You may also have heard that vitamin D is "The Sunshine Vitamin" and that all you have to do is get 15-20 minutes of sunshine a day to make sure your body can produce enough vitamin D. This is definitely true, but lately, studies have shown that 70-80% of Americans are vitamin D deficient, even in mostly sunny climates like Florida and Arizona. The reason for this has been postulated that we spend most of the sunny days indoors anyway, and also because our bodies have a more difficult time producing vitamin D when we are wearing sunscreen. And most people recognize the importance of sunscreen!
So we know we aren't getting enough...but you are probably noticing that you don't have Rickets, so why do you care????
I'll give you 3 reasons why you should.
1) Vitamin D is ESSENTIAL is calcium absoprtion, as well as bone development. If you are trying to manage osteoporosis, or better yet, prevent it, Vit D is as essential as calcium.
2) People with low back pain have been found to be vitamin D deficient. The link here is not limited to the low back, however. If you are a frequent sufferer of musculoskeletal pain and/or stiffness, you too may be deficient. Subsequently, when these people were supplemented with vitamin D, their pain eased and/or disappeared.
3) Vitamin D upregulates anti-microbial peptides in the body. Or, more simply put, it helps produce proteins that fight bacteria, viruses and fungi....

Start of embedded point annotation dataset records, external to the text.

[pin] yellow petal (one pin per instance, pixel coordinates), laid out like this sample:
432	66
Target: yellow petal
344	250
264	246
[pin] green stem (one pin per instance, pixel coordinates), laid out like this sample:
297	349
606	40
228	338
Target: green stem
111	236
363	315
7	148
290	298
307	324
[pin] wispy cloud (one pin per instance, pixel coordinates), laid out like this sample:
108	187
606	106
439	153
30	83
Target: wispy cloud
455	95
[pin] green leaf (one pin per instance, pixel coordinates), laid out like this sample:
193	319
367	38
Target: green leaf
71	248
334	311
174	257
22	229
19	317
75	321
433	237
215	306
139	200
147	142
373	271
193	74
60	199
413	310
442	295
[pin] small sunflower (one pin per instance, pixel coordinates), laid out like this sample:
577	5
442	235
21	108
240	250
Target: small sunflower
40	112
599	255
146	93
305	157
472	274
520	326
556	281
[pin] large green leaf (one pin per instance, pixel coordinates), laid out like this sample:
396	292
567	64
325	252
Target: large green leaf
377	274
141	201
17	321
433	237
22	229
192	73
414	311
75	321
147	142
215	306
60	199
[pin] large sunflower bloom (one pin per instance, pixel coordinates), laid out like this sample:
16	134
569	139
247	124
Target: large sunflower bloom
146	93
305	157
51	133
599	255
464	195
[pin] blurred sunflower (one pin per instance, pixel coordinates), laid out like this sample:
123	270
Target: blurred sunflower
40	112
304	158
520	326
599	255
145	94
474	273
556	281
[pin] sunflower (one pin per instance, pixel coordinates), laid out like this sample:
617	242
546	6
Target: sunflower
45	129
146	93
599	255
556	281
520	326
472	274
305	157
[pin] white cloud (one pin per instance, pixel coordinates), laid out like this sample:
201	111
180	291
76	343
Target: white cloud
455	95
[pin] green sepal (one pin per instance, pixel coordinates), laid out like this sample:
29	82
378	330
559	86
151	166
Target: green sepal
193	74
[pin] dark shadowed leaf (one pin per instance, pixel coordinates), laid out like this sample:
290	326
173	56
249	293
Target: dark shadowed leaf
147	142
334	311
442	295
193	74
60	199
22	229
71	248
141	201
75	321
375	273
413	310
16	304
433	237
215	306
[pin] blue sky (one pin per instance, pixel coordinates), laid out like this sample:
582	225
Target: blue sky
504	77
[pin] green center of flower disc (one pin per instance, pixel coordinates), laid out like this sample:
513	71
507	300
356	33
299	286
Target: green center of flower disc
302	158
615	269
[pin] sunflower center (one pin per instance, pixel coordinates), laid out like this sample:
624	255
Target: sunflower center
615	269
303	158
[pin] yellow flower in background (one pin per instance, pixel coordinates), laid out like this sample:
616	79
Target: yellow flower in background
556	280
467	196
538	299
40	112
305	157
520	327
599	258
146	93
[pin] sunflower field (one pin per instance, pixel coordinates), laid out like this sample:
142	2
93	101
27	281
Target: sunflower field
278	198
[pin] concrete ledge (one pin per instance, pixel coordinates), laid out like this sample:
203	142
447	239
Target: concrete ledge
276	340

naturally. So, to prevent the colds and flu going around, vitamin D makes perfect sense. In fact, there is an entire theory that links the cold and flu season (winter) to the fact that we have fewer hours of sunshine per day (and therefore, fewer opportunities to bask in said sunshine).
There are so many research projects continuing to study the effects of vitamin D and, more importantly, how vitamin D deficiency could be contributing to the increase in chronic and subclincal diseases in this country.
So how much should you take? Well, the RDA for adults still stands at 400 IU. In my opinion, you could take 1000 IU and be OK. If you want to be certain, you can have your doctor do a simple blood test to make sure that you won't overdose. Technically, since vitamin D is a fat soluable vitamin, it is possible to overdose. However, studies I'm seeing were supplementing people with 4000 IU and more with no side effects. These people were also chosen for these studies because they were deficient. According to the article I read that the AAP is recommending 400 IU for kids, the vitamin D researcher out of Oregon State University said that the new recommendations were safe and conservative, but probably not enough, and that adults could easily take 800-1000 IU per day.
If you have questions, please feel free to contact me.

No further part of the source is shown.